Since hybrid algorithms were not proposed as specific optimization algorithms, but as a broad class of algorithms inspired by the diffusion of ideas and composed of multiple existing operators, the community started showing increasing attention toward these algorithmic structures as a general guideline for addressing specific problems.

In addition, many studies[1, 4] show that it is a promising strategy to find trusting regions or elites in the fitness landscape, which can be fully applied to guide the direction of evolution well. Murata et al[8]. first proposed that a mathematical method could be used to calculate the global optimum using the information of two subsequent generations. Yu et al[16]. proposed that in the differential evolution algorithm, the differential vector from the parent individual to its offspring (or the vector from an individual with poor fitness to an individual with higher fitness) is defined as the moving vector, and the convergence point is estimated according to the moving vector.

In this paper, we employ a simple strategy to approximately estimate the convergence point, which is roughly estimated by the averaging strategy and weighted averaging strategy of the elite sub-population.
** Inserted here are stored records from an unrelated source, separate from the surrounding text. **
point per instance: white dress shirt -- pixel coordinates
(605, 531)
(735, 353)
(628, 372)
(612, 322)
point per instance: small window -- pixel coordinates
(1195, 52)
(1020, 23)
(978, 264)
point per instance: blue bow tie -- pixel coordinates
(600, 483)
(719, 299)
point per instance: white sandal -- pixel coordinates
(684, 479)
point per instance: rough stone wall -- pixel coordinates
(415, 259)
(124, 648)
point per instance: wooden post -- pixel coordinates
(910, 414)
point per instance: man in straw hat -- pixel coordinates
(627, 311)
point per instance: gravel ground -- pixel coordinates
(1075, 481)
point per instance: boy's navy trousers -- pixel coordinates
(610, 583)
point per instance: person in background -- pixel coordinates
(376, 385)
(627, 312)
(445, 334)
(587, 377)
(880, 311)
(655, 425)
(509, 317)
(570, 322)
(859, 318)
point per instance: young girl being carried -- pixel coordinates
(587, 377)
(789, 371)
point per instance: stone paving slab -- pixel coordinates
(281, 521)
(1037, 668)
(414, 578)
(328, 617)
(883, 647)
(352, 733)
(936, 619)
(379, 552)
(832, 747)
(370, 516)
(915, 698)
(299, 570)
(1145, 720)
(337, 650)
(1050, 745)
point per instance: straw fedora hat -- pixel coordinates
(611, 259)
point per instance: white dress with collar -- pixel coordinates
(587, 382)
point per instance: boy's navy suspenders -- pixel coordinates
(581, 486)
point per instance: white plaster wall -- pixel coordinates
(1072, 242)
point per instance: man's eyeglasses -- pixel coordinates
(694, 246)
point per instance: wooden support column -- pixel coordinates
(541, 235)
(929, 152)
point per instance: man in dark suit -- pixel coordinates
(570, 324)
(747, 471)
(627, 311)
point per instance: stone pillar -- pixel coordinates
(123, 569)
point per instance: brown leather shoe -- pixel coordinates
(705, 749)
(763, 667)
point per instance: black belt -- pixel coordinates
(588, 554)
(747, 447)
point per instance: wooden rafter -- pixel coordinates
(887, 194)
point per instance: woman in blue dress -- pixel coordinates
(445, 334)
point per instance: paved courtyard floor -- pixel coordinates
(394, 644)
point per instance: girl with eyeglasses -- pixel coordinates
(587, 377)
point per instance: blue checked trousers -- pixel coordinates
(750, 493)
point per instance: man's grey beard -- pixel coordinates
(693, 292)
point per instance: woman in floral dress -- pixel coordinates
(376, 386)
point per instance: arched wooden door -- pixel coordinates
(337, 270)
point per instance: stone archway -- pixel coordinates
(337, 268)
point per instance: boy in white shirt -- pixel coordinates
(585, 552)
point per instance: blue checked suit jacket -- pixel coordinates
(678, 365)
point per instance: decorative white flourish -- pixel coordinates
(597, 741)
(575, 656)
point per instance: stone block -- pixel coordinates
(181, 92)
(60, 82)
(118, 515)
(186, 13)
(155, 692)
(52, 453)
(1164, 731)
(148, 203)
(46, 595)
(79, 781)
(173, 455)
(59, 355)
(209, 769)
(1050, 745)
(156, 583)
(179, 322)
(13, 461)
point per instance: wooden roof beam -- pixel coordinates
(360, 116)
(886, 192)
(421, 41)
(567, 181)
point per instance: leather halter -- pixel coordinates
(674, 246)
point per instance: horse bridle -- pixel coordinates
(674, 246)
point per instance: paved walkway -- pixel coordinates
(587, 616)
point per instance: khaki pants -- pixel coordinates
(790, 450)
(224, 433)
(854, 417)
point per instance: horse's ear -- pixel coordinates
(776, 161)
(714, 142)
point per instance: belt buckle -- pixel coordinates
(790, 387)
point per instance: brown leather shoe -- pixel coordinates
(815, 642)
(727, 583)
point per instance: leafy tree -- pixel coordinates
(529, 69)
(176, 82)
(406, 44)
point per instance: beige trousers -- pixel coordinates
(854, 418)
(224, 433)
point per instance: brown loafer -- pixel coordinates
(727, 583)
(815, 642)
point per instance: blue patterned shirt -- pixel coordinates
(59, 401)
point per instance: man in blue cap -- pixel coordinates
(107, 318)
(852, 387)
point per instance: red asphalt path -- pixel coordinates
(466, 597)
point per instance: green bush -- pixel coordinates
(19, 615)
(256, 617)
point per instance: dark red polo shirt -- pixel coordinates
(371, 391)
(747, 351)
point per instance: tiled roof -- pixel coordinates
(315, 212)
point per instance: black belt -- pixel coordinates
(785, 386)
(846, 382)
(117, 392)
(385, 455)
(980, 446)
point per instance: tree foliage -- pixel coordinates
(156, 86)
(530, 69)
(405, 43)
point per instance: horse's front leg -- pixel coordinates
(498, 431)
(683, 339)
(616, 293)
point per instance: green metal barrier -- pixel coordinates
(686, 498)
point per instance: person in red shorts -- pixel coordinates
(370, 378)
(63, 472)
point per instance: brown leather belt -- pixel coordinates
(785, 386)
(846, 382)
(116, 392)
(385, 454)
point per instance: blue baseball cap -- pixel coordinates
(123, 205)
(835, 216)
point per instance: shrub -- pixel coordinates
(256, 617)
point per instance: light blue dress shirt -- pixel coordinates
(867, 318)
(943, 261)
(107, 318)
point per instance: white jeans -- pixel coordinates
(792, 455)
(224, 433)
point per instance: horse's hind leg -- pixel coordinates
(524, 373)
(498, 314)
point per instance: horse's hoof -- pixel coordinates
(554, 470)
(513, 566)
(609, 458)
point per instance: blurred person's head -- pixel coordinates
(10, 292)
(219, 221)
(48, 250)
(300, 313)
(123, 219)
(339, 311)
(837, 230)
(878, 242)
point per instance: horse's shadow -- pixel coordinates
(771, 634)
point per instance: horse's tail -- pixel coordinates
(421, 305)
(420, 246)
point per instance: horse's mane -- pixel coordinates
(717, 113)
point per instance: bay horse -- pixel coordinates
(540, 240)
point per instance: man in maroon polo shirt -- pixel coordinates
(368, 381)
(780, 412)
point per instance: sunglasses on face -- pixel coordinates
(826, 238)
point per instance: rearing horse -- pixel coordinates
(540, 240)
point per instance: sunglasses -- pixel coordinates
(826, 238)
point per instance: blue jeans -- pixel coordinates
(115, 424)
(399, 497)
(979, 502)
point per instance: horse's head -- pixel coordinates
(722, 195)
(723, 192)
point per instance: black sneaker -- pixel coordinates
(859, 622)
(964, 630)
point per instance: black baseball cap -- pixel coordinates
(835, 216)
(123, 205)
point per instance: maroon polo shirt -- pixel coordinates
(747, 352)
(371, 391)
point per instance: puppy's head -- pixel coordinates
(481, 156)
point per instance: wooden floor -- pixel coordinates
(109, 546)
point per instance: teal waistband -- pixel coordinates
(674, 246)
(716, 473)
Besides, after each generation optimized by DE, we apply a Gaussian sampling operator with the mean of the estimated convergence point. In experiment design, we evaluate our proposal with 28 benchmark functions from the CEC 2013 Suite[7]. Finally, we summarize our work and provide some open topics for future discussions.

The rest of the paper is organized as follows. Section II includes preliminaries and related works. Section III provides a detailed description of our proposal. Section IV provides the numerical experiments and experiments analysis. Finally, Section V concludes the paper and shows the future directions.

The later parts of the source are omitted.